Sherman looked out the window at the east lawn. The group of protesters seemed to grow with every decision they made.

“You guys better be right.”

* * * 1 month later * * *

“Mr. Robinson,” President Sherman called as he stared out toward the east lawn. Mr. Robinson casually walked over to his side.

“Yes, Mr. President?”

“Would you mind explaining to me why there are protesters on the east lawn when it’s below freezing outside?”

“Those would be the truckers, sir.”

“And what do they want?”

“When we subsidized diesel for the farmers, the truckers felt cheated that they weren’t subsidized too.”

Sherman pointed to the large group of protesters.

“You mean to tell me that all of those people are truckers wanting subsidies?”
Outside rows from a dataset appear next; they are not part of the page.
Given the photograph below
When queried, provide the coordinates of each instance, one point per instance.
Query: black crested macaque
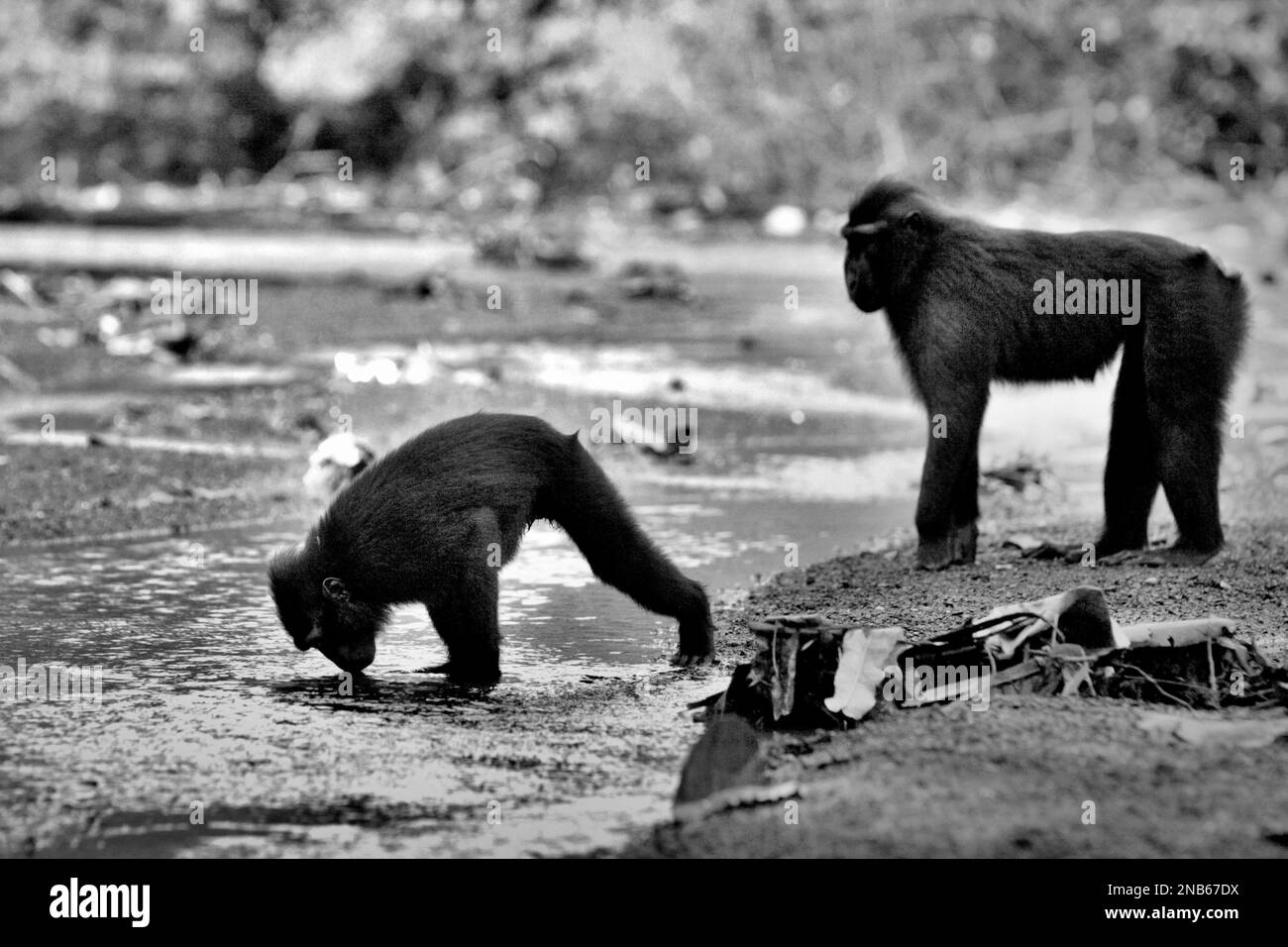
(434, 521)
(970, 303)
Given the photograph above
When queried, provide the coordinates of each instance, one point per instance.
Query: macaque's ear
(334, 589)
(863, 230)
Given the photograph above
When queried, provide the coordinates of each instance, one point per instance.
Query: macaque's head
(335, 463)
(885, 237)
(320, 611)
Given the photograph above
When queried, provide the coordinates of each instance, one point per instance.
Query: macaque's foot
(682, 660)
(471, 673)
(954, 549)
(935, 554)
(697, 643)
(964, 539)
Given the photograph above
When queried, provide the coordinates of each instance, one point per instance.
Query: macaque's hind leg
(465, 613)
(948, 504)
(1131, 472)
(965, 515)
(595, 517)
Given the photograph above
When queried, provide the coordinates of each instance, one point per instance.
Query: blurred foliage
(730, 119)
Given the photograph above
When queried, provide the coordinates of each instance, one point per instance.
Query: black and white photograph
(458, 429)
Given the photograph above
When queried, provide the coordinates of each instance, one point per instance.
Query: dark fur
(417, 526)
(958, 296)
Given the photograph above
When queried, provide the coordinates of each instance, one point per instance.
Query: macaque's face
(862, 264)
(326, 617)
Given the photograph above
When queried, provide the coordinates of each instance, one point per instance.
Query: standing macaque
(970, 304)
(437, 518)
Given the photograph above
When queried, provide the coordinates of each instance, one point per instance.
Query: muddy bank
(1014, 780)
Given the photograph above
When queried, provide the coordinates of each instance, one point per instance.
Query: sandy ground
(1014, 780)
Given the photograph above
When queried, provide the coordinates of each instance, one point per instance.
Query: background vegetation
(732, 121)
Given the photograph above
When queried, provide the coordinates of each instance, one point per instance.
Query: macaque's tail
(587, 504)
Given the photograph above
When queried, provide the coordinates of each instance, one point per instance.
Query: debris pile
(811, 673)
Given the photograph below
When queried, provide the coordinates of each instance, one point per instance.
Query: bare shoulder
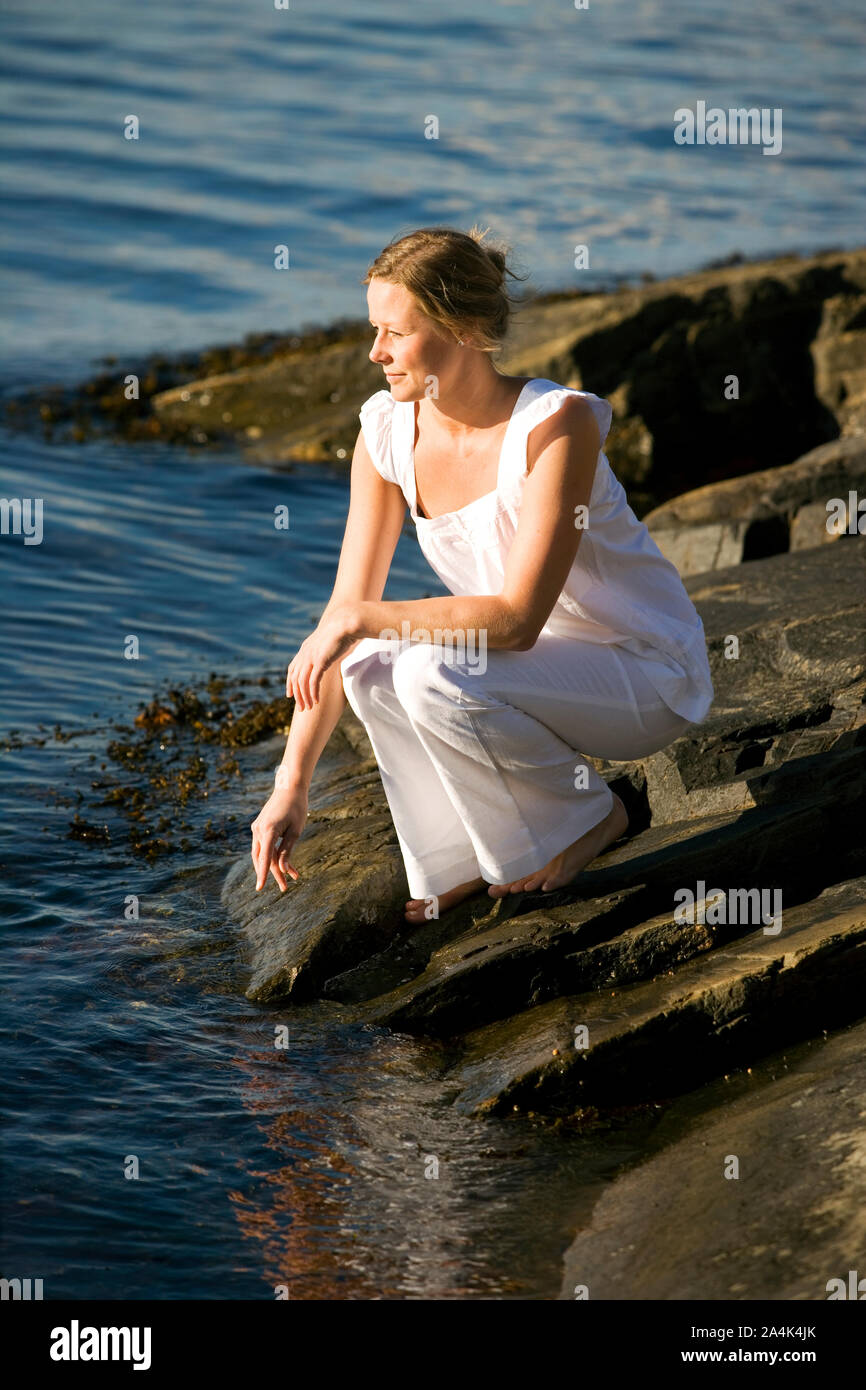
(574, 419)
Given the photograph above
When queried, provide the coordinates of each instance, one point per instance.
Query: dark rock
(763, 513)
(791, 330)
(788, 1223)
(654, 1039)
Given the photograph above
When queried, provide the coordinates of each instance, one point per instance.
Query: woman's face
(414, 353)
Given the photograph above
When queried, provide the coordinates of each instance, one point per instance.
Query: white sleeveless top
(620, 588)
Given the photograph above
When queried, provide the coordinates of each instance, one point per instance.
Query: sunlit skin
(462, 424)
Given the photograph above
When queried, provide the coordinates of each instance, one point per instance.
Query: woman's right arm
(373, 528)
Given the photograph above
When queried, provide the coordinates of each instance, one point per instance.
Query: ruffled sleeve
(551, 401)
(377, 417)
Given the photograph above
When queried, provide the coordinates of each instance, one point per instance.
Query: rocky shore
(712, 375)
(659, 970)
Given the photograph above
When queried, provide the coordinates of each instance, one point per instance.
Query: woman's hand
(275, 830)
(331, 640)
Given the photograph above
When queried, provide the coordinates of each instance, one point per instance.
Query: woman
(590, 645)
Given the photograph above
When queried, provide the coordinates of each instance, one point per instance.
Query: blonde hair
(453, 278)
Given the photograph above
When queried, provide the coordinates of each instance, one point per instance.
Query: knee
(363, 674)
(420, 676)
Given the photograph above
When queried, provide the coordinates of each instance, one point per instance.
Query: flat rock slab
(538, 952)
(763, 513)
(793, 1221)
(656, 1039)
(795, 687)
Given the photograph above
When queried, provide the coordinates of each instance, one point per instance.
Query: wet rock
(744, 799)
(784, 1228)
(794, 688)
(765, 513)
(655, 1039)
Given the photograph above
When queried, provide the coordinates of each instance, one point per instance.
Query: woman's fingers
(282, 858)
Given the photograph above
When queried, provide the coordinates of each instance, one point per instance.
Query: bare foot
(424, 909)
(565, 866)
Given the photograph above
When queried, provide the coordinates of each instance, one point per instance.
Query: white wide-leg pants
(485, 769)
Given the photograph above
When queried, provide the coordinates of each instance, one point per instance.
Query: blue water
(305, 127)
(134, 1037)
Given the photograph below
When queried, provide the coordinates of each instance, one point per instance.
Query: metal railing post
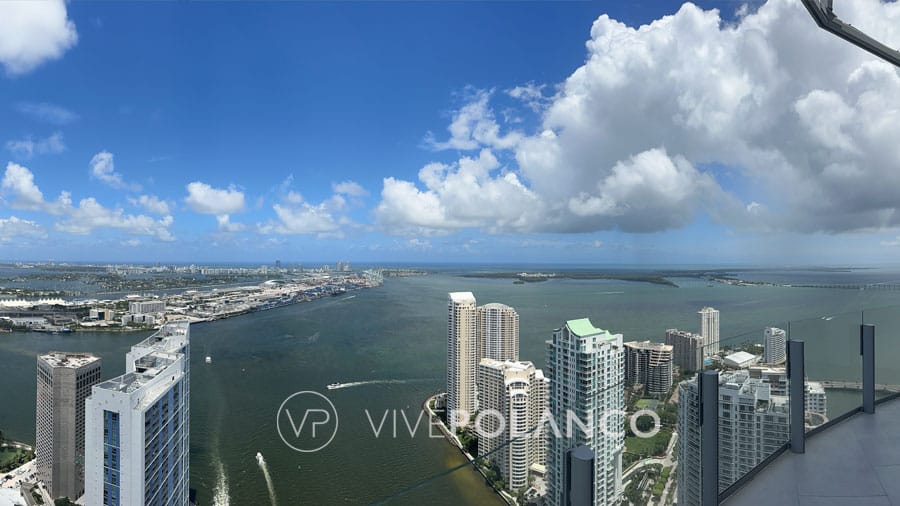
(867, 350)
(709, 437)
(797, 386)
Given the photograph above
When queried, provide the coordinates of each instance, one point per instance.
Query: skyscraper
(688, 474)
(687, 349)
(774, 340)
(709, 329)
(586, 369)
(138, 424)
(753, 423)
(513, 399)
(462, 354)
(64, 381)
(497, 332)
(649, 364)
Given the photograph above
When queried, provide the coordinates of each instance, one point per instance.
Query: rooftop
(583, 327)
(462, 296)
(855, 462)
(67, 359)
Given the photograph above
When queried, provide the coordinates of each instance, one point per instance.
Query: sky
(485, 132)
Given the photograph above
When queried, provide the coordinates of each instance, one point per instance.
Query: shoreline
(453, 440)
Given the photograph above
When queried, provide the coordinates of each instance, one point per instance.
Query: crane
(823, 13)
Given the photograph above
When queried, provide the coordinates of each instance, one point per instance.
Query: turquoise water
(398, 332)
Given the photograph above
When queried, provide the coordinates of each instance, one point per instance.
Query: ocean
(392, 341)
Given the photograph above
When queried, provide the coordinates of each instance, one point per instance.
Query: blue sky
(303, 131)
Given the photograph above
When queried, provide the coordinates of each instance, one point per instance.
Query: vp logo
(307, 421)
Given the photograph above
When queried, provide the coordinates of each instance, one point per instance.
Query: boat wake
(265, 469)
(220, 496)
(338, 386)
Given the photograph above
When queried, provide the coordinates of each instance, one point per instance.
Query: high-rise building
(816, 400)
(462, 356)
(688, 475)
(709, 329)
(138, 424)
(774, 340)
(64, 381)
(586, 369)
(512, 402)
(753, 424)
(497, 332)
(649, 364)
(687, 349)
(146, 306)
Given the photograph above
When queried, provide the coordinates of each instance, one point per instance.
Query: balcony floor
(856, 462)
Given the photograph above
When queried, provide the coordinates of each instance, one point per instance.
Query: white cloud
(531, 94)
(226, 225)
(91, 215)
(205, 199)
(19, 181)
(473, 126)
(14, 228)
(350, 189)
(103, 168)
(87, 216)
(32, 33)
(807, 121)
(473, 192)
(28, 147)
(151, 203)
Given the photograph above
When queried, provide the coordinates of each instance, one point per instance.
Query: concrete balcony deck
(856, 462)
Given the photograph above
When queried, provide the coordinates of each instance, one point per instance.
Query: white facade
(649, 364)
(138, 425)
(513, 399)
(709, 329)
(462, 356)
(497, 332)
(740, 360)
(687, 349)
(774, 345)
(753, 424)
(586, 369)
(147, 306)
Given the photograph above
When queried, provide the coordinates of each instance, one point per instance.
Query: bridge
(857, 385)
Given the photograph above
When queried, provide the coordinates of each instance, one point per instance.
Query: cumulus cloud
(103, 168)
(32, 33)
(226, 225)
(350, 189)
(90, 215)
(18, 182)
(473, 192)
(807, 120)
(473, 126)
(29, 146)
(151, 203)
(14, 228)
(205, 199)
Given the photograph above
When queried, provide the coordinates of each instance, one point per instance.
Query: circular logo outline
(278, 421)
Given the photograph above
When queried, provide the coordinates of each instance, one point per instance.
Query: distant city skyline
(472, 132)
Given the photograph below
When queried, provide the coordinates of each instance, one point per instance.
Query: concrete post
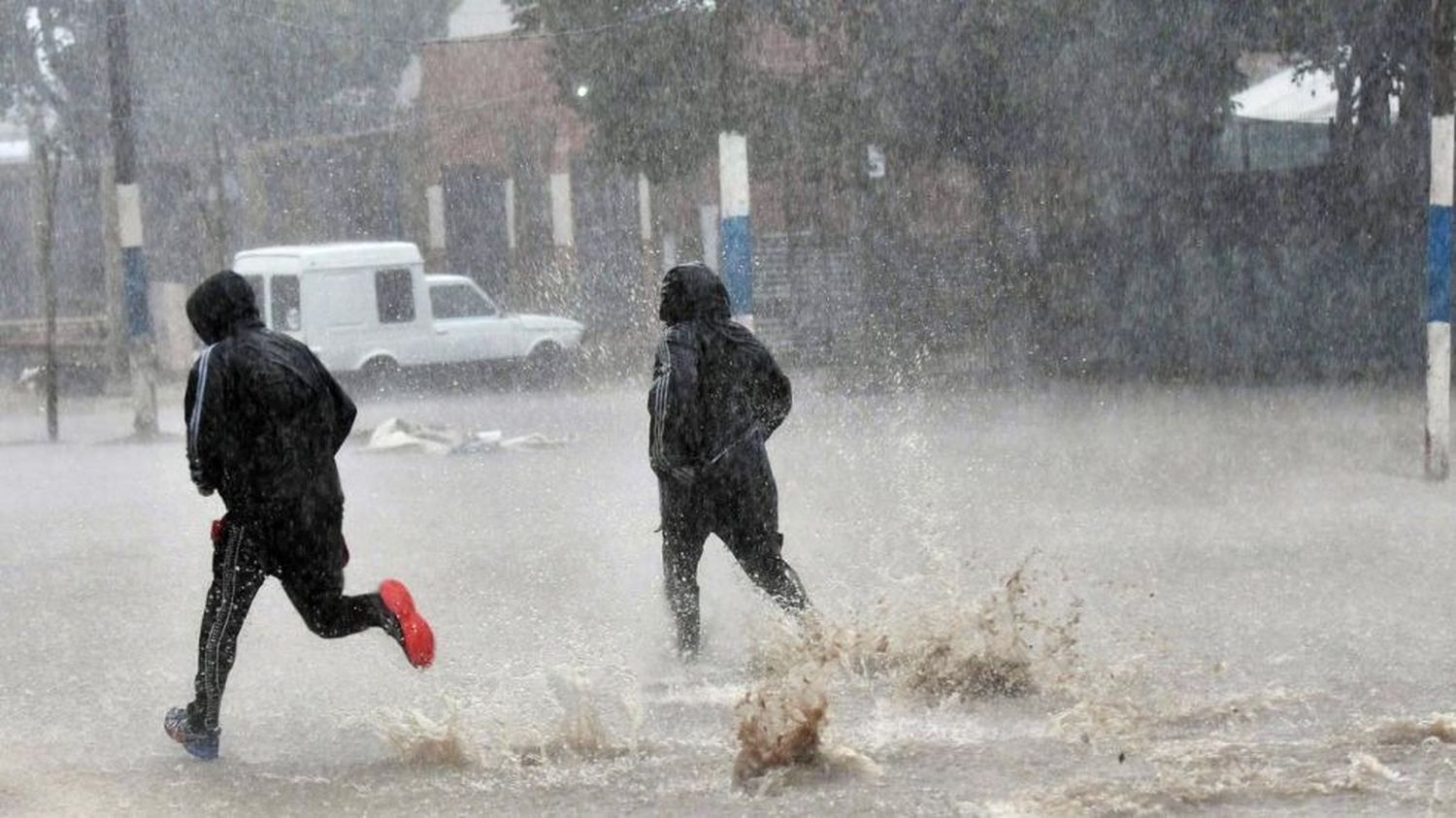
(737, 235)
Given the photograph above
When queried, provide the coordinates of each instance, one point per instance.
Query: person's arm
(341, 408)
(204, 405)
(676, 444)
(777, 398)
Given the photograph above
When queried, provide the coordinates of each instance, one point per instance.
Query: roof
(340, 255)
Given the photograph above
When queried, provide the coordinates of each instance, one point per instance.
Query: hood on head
(692, 291)
(220, 305)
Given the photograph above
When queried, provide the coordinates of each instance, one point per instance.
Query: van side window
(285, 314)
(395, 294)
(256, 282)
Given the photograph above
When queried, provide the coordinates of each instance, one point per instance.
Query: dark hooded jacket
(264, 416)
(713, 384)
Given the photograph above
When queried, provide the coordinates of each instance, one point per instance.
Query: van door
(346, 319)
(285, 305)
(468, 323)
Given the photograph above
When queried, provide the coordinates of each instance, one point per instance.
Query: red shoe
(414, 632)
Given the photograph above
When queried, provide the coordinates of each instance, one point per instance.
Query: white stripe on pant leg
(217, 635)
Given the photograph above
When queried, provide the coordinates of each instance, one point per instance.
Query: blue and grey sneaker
(200, 742)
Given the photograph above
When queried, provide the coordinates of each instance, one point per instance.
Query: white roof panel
(340, 255)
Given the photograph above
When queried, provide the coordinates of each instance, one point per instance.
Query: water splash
(940, 645)
(421, 741)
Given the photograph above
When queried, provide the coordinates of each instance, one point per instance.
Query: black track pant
(739, 501)
(245, 556)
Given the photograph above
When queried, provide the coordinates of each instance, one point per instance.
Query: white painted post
(1439, 300)
(436, 214)
(1439, 247)
(510, 214)
(737, 235)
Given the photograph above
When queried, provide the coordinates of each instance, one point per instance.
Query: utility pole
(50, 168)
(217, 218)
(128, 213)
(1439, 245)
(736, 232)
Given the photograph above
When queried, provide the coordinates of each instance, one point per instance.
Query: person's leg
(683, 538)
(314, 579)
(314, 582)
(748, 526)
(238, 573)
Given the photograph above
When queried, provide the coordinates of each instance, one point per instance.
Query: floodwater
(1034, 602)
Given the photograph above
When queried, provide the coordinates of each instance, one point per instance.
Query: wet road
(1232, 600)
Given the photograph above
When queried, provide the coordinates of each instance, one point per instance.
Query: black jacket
(264, 416)
(713, 383)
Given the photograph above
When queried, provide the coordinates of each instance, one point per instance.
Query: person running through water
(264, 419)
(716, 396)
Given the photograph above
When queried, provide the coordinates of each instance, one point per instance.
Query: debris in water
(1440, 727)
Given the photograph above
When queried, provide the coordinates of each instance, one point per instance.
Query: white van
(369, 308)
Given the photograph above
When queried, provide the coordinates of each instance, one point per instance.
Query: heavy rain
(1057, 393)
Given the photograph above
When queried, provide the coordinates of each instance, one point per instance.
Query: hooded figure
(716, 396)
(264, 419)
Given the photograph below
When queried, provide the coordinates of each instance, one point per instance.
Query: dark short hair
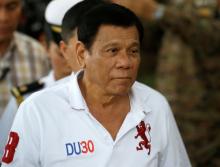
(106, 14)
(74, 15)
(51, 35)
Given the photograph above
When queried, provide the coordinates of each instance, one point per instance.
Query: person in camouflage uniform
(188, 71)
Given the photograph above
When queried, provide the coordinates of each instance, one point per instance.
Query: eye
(112, 50)
(12, 6)
(134, 51)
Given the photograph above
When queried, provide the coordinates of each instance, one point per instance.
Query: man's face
(113, 60)
(10, 12)
(59, 64)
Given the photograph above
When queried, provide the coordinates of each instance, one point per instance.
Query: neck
(4, 46)
(99, 98)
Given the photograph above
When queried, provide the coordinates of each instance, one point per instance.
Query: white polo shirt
(54, 128)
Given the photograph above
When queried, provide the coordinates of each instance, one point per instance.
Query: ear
(81, 54)
(63, 48)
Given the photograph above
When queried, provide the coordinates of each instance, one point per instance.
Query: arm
(6, 123)
(174, 152)
(24, 146)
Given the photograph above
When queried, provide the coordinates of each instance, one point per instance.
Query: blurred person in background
(22, 59)
(60, 67)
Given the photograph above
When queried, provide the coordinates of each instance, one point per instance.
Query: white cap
(56, 10)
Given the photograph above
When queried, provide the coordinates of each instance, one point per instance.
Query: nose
(124, 61)
(3, 15)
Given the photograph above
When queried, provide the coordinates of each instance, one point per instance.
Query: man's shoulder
(20, 92)
(50, 94)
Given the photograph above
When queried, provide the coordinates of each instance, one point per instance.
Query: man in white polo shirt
(101, 117)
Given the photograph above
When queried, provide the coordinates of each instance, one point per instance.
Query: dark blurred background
(181, 59)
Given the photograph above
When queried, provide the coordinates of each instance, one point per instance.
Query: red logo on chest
(142, 130)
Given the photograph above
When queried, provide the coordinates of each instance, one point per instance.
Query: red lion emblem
(145, 143)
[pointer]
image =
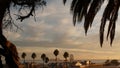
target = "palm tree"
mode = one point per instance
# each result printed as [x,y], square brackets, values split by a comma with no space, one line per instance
[66,55]
[43,56]
[11,55]
[56,53]
[88,9]
[23,56]
[46,60]
[33,56]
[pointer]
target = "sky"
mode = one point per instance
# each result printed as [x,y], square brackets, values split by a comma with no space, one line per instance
[53,29]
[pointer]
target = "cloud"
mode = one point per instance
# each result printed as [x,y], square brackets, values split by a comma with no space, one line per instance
[54,29]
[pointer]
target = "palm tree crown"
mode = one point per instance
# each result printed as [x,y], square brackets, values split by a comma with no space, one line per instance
[66,55]
[56,52]
[23,56]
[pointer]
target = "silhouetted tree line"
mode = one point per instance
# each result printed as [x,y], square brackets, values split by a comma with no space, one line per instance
[81,9]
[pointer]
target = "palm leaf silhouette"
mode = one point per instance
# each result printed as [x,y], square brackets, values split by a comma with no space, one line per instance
[88,9]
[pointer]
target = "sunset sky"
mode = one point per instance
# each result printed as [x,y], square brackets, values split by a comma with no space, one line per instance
[53,29]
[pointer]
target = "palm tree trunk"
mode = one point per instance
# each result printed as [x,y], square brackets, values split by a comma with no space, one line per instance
[56,62]
[1,63]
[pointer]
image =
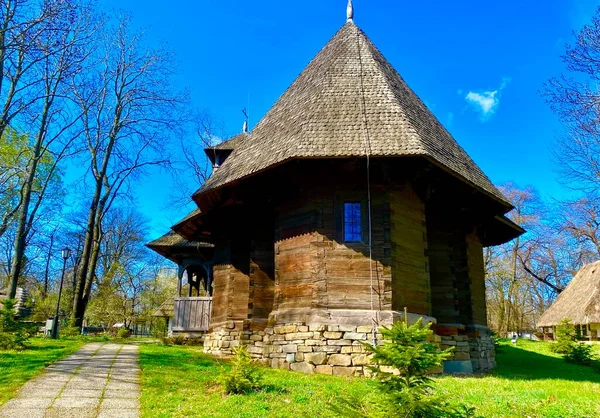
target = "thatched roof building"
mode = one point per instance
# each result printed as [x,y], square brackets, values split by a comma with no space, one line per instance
[579,302]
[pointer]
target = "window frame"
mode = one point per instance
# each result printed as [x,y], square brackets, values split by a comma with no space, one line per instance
[359,222]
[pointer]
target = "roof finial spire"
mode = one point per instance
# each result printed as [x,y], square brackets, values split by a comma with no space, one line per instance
[350,12]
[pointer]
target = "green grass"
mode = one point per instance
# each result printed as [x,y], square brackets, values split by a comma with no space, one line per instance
[530,381]
[17,367]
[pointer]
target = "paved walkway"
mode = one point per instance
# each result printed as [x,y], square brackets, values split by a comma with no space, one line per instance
[100,380]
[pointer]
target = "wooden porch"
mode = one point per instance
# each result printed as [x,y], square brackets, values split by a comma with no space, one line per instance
[191,314]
Mr. Robinson shook his head and then explained that the farmers and poor people were in the crowd too.

“What the hell could they possibly want now?”

“They want more subsidies.”

President Sherman rolled his eyes.

“Of course they do. You start passing out candy and all the kids come running.”

“We have a plan though,” said Ms. Stacy and pointed to a stack of papers in her hand.

“Does it include more money printing?”

There was a brief silence and then she nodded. Sherman’s eyes narrowed and he shook his head.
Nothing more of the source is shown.